Dr Mustapha Ali, the executive secretary of the Agency For Mass Literacy in Maiduguri in Borno State, said the school was established solely to eradicate illiteracy among the youth and elderly adults across the state.

He said getting rid of illiteracy was an all-out fight but it was his goal and he wished more people would get an education.

“The Qur’an does not stipulate that you have to be a certain age to get an education. That means anyone of any age who wants to learn and gain knowledge should be given the chance to go to school.”

Ali said the government should be doing a lot more to address illiteracy.

Bulama Zanna Maja, a traditional ruler, told RNI reporter Nana Hadiza Mustapha that he had been a student at the Agency For Mass Literacy for the past four years and had been studying hard to catch up with contemporary society.

He said he had a hunger for knowledge and education had made a great difference to his life, helping him to achieve things he would never have been able to do had he not learnt the necessary skills.

He said the world was changing fast and people with little or no education would not be able to keep pace.

“I cannot understand people who have the means to get an education but who choose to remain ignorant. They are the great losers because they will miss out on what is most important in life.”

Maja said the knowledge he gained had had helped him to read and write. He could now read letters, books, newspapers and fill out documents and forms.

“I did not go to school just to get a certificate or to make money. Education helped me to become a better man; a man with a good character and a man who conducts himself in a better way.”

Hadiza Ibrahim, a resident of Maiduguri, said she had learnt a lot from her teachers and that schooling had changed her for the better.

Unfortunately, she had to leave school to get married. But now, she said, she had enrolled at the Agency For Mass Literacy because she wanted to further her education.

She said more women, regardless of their age, should enrol at the agency.

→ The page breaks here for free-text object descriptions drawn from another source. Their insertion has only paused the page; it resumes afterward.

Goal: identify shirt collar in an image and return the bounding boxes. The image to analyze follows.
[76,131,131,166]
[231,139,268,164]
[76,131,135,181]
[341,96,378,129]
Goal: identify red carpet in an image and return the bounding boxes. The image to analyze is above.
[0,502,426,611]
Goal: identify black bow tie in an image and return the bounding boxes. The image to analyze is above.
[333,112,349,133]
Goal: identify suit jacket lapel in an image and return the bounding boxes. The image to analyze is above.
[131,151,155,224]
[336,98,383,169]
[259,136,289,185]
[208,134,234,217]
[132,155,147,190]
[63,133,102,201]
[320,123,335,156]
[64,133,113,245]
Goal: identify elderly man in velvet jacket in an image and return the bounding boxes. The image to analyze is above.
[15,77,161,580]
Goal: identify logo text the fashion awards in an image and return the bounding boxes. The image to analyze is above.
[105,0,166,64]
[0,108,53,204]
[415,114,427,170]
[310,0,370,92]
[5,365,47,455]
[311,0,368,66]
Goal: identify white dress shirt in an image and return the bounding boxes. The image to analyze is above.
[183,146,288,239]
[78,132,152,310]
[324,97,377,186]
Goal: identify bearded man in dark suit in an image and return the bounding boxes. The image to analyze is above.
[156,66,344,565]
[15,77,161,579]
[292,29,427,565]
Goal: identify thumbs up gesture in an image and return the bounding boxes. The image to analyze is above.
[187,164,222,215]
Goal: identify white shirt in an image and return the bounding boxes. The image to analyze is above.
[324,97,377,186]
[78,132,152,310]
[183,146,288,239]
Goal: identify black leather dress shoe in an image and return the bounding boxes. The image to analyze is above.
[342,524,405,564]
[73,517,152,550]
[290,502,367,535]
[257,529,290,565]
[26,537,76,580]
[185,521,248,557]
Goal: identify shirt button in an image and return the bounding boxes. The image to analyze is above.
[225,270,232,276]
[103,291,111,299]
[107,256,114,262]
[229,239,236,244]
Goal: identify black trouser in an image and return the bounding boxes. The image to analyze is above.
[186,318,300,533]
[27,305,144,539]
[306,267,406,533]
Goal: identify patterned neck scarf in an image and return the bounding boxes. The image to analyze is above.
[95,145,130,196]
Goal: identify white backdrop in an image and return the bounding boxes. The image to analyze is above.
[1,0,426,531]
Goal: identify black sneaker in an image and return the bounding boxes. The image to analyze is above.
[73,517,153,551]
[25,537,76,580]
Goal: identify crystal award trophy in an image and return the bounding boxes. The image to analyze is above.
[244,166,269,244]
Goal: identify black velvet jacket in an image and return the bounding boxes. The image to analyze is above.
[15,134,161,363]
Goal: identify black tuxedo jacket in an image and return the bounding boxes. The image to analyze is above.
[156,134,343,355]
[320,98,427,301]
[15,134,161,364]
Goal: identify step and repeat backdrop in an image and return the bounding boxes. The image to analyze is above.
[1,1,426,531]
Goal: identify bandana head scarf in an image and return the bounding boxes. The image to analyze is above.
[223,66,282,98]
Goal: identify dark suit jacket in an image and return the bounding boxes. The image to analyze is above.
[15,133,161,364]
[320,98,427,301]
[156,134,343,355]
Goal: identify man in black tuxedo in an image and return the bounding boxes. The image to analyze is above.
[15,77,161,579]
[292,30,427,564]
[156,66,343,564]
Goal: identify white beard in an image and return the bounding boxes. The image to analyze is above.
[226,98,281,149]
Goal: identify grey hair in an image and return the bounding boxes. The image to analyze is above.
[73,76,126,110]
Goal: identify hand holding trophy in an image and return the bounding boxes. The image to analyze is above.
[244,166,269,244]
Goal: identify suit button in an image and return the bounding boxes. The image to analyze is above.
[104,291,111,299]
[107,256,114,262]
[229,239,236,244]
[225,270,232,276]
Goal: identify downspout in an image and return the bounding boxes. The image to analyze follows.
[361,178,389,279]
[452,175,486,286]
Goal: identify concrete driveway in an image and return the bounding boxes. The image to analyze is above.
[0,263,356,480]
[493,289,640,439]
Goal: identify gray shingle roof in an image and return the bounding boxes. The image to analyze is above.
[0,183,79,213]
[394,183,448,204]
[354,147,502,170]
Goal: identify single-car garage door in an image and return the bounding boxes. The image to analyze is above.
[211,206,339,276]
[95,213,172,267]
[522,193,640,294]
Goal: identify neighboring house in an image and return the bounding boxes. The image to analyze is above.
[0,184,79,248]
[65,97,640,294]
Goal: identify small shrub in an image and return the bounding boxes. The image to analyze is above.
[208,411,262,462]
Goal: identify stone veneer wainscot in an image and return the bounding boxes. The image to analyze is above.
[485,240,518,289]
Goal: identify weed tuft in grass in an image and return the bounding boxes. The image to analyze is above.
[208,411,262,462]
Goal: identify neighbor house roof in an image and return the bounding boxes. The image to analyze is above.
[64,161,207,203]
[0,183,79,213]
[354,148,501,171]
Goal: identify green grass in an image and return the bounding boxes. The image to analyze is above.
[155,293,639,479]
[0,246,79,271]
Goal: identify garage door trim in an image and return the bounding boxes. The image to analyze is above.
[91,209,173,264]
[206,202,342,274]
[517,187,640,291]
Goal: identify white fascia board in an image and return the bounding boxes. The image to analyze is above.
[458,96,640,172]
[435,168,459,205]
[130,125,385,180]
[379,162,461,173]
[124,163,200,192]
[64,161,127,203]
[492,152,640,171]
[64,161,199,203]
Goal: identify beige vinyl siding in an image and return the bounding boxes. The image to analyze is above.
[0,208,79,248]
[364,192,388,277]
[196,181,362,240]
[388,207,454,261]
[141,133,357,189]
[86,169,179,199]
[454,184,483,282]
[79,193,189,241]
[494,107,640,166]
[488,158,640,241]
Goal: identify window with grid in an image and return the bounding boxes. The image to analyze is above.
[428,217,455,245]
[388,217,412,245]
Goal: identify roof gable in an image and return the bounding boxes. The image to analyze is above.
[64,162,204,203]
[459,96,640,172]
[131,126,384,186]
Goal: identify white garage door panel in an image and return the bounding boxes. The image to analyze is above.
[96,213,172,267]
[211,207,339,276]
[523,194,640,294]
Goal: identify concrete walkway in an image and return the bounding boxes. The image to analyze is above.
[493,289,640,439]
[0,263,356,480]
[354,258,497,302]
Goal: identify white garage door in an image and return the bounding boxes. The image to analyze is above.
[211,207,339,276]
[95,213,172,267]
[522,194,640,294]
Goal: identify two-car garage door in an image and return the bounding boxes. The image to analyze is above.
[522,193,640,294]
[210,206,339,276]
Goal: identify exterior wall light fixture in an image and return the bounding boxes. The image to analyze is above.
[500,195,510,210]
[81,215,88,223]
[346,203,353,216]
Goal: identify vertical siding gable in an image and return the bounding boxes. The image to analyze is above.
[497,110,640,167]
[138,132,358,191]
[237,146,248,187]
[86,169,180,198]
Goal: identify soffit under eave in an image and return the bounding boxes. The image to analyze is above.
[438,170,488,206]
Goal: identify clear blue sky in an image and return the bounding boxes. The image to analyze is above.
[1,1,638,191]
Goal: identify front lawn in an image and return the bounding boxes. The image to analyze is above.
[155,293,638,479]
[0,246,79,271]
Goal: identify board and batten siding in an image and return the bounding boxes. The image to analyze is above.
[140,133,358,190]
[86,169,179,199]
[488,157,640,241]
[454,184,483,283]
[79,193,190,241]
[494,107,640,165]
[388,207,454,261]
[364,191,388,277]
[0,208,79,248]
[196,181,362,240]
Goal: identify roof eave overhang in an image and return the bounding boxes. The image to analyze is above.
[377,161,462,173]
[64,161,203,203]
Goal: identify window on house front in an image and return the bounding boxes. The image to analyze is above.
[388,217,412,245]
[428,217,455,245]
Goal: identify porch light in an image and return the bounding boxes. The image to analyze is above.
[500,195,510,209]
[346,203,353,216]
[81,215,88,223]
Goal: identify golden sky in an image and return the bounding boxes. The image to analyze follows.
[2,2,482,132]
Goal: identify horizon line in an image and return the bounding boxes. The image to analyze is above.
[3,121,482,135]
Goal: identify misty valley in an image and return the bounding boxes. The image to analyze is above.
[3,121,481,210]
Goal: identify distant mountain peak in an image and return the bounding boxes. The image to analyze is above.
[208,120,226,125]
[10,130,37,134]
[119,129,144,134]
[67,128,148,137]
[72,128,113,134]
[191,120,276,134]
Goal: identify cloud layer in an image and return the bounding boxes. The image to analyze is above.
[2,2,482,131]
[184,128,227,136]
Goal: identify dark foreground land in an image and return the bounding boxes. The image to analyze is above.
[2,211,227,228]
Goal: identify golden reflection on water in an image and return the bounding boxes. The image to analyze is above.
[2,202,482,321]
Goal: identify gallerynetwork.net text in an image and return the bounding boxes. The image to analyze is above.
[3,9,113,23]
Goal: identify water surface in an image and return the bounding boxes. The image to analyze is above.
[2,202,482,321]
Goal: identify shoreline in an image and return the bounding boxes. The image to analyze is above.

“Many girls do not go to school or they drop out to get married or to find work and they miss out on getting a proper education. But women should not be left behind. They should take the opportunity to get educated.”

ReliefWeb, the humanitarian information service provided by the United Nations Office for the Coordination of Humanitarian Affairs (OCHA), said in a report published in May that the impact of the insurgency had left generations of children without opportunities to learn, leaving them even more vulnerable.

It said that since the conflict erupted in 2009, 611 teachers had been killed, 19,000 teachers displaced, 910 schools damaged or destroyed, and more than 1,500 schools forced to close.

As a result, an estimated 900,000 children had lost access to learning.

The report said 75% of children in internally displaced persons’ camps did not attend school and 70% of girls of primary school age were out of school in Borno State. Of those who did attend, 72% were unable to read on completion of primary school.

It said Borno State had the lowest literacy rates at only 35% of female and 46% of male adolescents.